California Marriage Drive Persists

California Marriage Drive Persists

Legislature’s gay and lesbian caucus turns to parliamentary move to win new vote

California’s six gay and lesbian state lawmakers will make another try at passing a bill that would legalize same-sex marriage in the nation’s largest state this year, even though a similar measure failed narrowly in the Assembly, in two successive votes on June 2.

The Assembly’s speaker, Fabian Núñez, a Los Angeles Democrat, endorsed the bill earlier this year, but conceded that he is not using his influence over other Assembly members to encourage yes votes.

After two nail-biting votes, the first stab at the bill, AB 19, by San Francisco’s gay Assemblyman Mark Leno, fell just four votes short of clearing the Assembly two weeks ago—coming as close to success as any legislative attempt at gay marriage in America.

This time, the group plans to take the unusual step—sometimes called “gut and amend”—of stripping the contents of another bill that has already passed the Assembly and inserting the language from Leno’s AB 19 into the shell. They then hope to pass that bill through the Senate and return it to the Assembly for essentially a third shot at enacting gay marriage.

Advocates are confident the measure can clear the State Senate, the critical first step in the new plan.

“We believe that the Senate will send a bill to the Assembly,” said Democratic San Francisco State Sen. Carole Migden, who is a lesbian. But she thinks the legislators still have work to do in the Assembly, either by raising more money, doing grassroots organizing or, she said, in “hand-to-hand member relations.”

Leno argues that the prospects in the Assembly would improve if the measure clears the Senate, giving gay marriage proponents “political wind at our back.”

“That’s a very different position than we were in two weeks ago,” Leno said.

But gay advocates are incensed at Núñez, who signed on as a principal co-author earlier this year after Leno agreed to withdraw a similar measure last year because it was an election year. Núñez’s name appears at the top of the bill, but he hasn’t put the weight of his office behind it, instead allowing individual Assembly members to vote their own consciences.

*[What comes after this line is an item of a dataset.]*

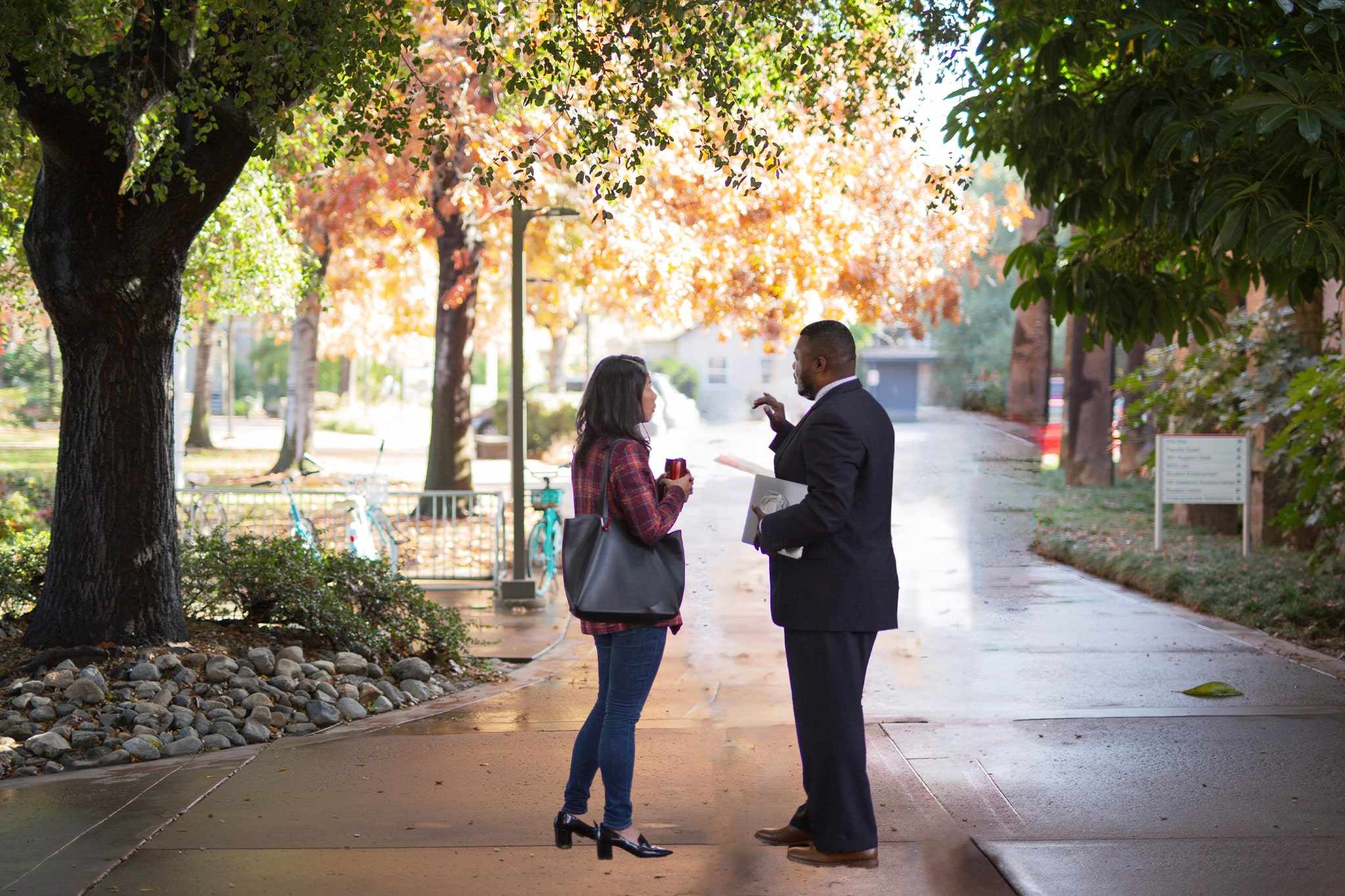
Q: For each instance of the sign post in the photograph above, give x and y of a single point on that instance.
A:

“It’s extremely disappointing and surprising,” Geoff Kors, the head of California’s gay rights lobby, said of Núñez’s passive stance, adding, “That doesn’t strike us as leadership.”

“He remains very supportive,” said Núñez spokesman Richard Stapler on Tuesday, but added, “It’s one of those tough votes that they’ve got to make up their minds about in the end.”

The votes in the Assembly were even closer then the four-vote margin suggested, advocates said, and Núñez’s influence could push the vote tally over the top.

On June 2, when the vote tally reached 37 of the 41 it needed to pass, one of the measure’s co-authors, Mervyn M. Dymally, a Compton Democrat, was off the floor.

“There were a couple of votes who were prepared to be 39 and 40, had we had the 41st,” so potentially the group needs to pick up just one additional vote to send the measure to the governor, Leno maintained.

Leno and other gay legislators have contributed heavily to campaign funds controlled by the speaker—in Leno’s case almost $400,000—which Núñez directed partly to candidates who ultimately voted no or abstained on the bill.

If the marriage measure were to clear both houses of the Legislature, the hot-potato bill would go to Republican Gov. Arnold Schwarzenegger, who has made conflicting statements about his position on the issue.

The state’s electorate, which will ultimately decide the issue by initiative, is sharply split. Slightly more than a year ago, according to a Los Angeles Times poll taken while same-sex marriages were taking place in San Francisco, about a third of Californians favored same-sex marriage. About a quarter oppose any form of gay unions. The rest fell somewhere in between, with a solid majority favoring some sort of civil unions or domestic partnership. California already has the strongest domestic partnership provisions in the country, outside of Massachusetts and Vermont.

If a gay marriage bill makes it to his desk, no matter what Schwarzenegger does, he will anger, and please, about equal numbers of Californians. But Leno doesn’t see that as a problem for the governor.

“He would be the first governor to sign a marriage equality bill initiated by the legislature,” Leno said. “It would put him on a status with [former California Gov.] Earl Warren, who as chief justice of the U.S. Supreme Court ended the ban on interracial marriage.

“I think it’s an opportunity for him,” Leno said. “A rare historic opportunity.”